The complexity of the disease condition prompts the need for more effective control on drug release to enhance therapeutic outcome. Therefore, besides the pH-based systems discussed, literature also abounds in studies where dual, or sometimes multiple, approaches are simultaneously explored to achieve greater drug targeting potential of the developed system(s); pH change is also sometimes an arm of this multi-pronged approach. Tian K et al. developed a multi-responsive (pH-sensitive, reduction-sensitive and folic acid-mediated targeting) micelles for targeted delivery of anticancer drug doxorubicin. Here, a double end functionalized PEG with folic acid as one end group served as the hydrophilic part to which a hydrophobic block of t-butyl acrylate was added via atom transfer radical polymerization. A definite proportion of N, N’-bis (acryloyl) cystamine was incorporated in the hydrophobic block to enable the core to undergo disulfide-mediated crosslinking and consequent stabilization. The core cross-linked micelles were finally subjected to hydrolysis for removal of t-butyl group leaving the acrylic acid groups, which further conferred pH sensitivity in the core. The micelles loaded with doxorubicin exhibited only 13.4% premature drug release in 36 hours, while release in media stimulating a tumor microenvironment: acidic and high Glutathione (GSH) level; was observed to be 78.7% (Tian et al., 2016a). In vitro studies in ovarian carcinoma cell line SKOV3 demonstrated the ability of the micelles to accumulate doxorubicin into the cell nuclei.
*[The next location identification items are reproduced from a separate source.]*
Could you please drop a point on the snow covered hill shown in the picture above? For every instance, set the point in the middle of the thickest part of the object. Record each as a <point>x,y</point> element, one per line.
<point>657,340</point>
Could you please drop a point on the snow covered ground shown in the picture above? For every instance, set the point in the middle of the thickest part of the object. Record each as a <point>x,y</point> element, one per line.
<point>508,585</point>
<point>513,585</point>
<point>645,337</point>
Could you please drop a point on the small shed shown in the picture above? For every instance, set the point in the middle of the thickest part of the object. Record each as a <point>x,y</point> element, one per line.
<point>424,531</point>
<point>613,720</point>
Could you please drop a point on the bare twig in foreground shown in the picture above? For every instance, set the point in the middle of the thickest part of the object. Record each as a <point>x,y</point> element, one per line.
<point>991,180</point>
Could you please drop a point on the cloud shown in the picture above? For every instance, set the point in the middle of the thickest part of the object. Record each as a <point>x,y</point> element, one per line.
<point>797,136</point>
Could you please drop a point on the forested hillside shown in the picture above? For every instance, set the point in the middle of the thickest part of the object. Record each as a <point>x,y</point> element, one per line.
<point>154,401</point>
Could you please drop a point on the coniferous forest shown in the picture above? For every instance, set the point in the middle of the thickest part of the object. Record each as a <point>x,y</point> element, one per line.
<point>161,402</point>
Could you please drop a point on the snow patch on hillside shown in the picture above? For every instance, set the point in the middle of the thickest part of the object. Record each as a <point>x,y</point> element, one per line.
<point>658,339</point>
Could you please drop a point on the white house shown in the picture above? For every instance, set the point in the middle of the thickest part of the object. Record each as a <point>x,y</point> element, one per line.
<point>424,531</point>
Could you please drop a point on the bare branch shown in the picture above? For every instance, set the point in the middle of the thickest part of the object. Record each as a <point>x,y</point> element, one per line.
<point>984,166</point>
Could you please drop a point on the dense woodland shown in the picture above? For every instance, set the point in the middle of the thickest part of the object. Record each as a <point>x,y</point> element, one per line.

Mixed micelles, composed of (PEG-poly(d,l-lactic acid) block copolymer) bearing a tumor-targeting peptide as one component and the other comprising of pH-sensitive methyl ether poly(ethylene glycol) (MPEG)-poly(beta-amino ester) (PAE) block copolymer (MPEG-PAE) have been prepared. Both tetramethylrhodamine (TRITC) as fluorescent marker and doxorubicin as chemotherapeutic agent were separately entrapped in the micelles. In vivo studies in tumor-bearing mice demonstrated excellent anticancer efficacy, compared to free doxorubicin and doxorubicin-encapsulated MPEG-PAE micelles (without targeting ligand) which provides further justification for the use of multiple strategies in achieving selective tumor targeting (Wu et al., 2010).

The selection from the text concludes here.